Changsha-based community group-buying platform Xingsheng Youxuan is set to secure USD 3 billion in a new round of fundraising, led by Sequoia Capital with the participation of Tencent, FountainVest Partners, Singapore’s Temasek, KKR, DCP Capital, Primavera Capital, and Evergrande Group, Chinese financial media outlet Latepost reported on Thursday.
The valuation of the firm will reach at least USD 8 billion, doubling from half a year ago. It raised in total USD 4.6 billion in the past year. In July, the company finished C+ financing round worth USD 800 million from KKR, Sequoia China, Tencent, and China Renaissance, just five months after e-commerce giant JD.com invested approximately USD 700 million. It is expected that the new round will complete after the Lunar New Year period.

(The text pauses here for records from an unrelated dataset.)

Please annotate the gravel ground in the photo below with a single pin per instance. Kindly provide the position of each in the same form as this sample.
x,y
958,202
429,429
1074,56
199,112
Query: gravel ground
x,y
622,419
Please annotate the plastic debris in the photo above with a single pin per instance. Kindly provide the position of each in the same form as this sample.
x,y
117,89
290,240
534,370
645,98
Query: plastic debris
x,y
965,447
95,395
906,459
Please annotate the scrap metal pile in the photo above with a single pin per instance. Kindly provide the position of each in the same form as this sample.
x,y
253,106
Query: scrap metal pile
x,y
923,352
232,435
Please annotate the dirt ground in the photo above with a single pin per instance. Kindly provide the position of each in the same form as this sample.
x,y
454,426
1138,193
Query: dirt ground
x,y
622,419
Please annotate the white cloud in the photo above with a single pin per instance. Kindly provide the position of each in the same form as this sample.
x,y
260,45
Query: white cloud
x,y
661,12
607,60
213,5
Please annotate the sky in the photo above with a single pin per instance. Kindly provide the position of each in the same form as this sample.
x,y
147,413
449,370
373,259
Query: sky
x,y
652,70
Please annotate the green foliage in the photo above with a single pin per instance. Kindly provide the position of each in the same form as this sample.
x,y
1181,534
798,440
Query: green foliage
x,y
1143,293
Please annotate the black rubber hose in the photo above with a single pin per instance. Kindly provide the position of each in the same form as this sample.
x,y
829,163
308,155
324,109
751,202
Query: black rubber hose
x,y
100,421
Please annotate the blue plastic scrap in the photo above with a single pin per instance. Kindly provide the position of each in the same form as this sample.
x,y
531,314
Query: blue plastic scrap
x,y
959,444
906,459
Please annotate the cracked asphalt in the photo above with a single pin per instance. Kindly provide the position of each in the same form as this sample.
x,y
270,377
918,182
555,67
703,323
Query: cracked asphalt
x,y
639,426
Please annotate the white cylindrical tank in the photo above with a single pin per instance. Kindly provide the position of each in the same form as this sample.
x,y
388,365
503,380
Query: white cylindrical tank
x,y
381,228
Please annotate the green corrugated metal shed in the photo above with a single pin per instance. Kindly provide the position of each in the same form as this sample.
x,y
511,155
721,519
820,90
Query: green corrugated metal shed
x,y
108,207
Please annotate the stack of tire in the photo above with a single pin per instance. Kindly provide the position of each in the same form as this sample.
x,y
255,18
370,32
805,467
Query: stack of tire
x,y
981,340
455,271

Xingsheng Youxuan’s rivals are not sitting on their hands either. Nice Tuan, which is backed by Alibaba is mulling a financing round worth USD 300 million to USD 400 million, while the smaller platform Shixianghui is also close to getting fresh capital, the Latepost report said.
Founded in 2018 as an e-commerce unit of Hunan local supermarket chain Furong Xingsheng, Xingsheng Youxuan leverages on the group-buying model that provides groceries at bargain prices to residents who live near each other. In 2020, its gross merchandise value (GMV) exceeded RMB 40 billion (USD 6.17 billion), almost four times the volume from the prior year, boosted by the pandemic.
However, despite its advantage after years of operating local supermarkets, the firm is surrounded by tech giants—including Meituan, Didi, and Pinduduo—that are coveting the business to generate new revenue sources. Didi’s Chengxin Youxuan, Meituan’s Meituan Youxuan, and PDD’s Duoduo Maicai are aggressively expanding in the sector, luring customers with low prices and cash subsidies.
As the group-buying model is spreading like a wildfire across China’s numerous urban clusters, it also grabbed the attention of regulators. State media has criticized the investments by the internet giants as a lazy method of monetizing user traffic. Commentators suggested that the companies should rather focus on core technological innovation. But competition in the space hasn’t slowed down nevertheless.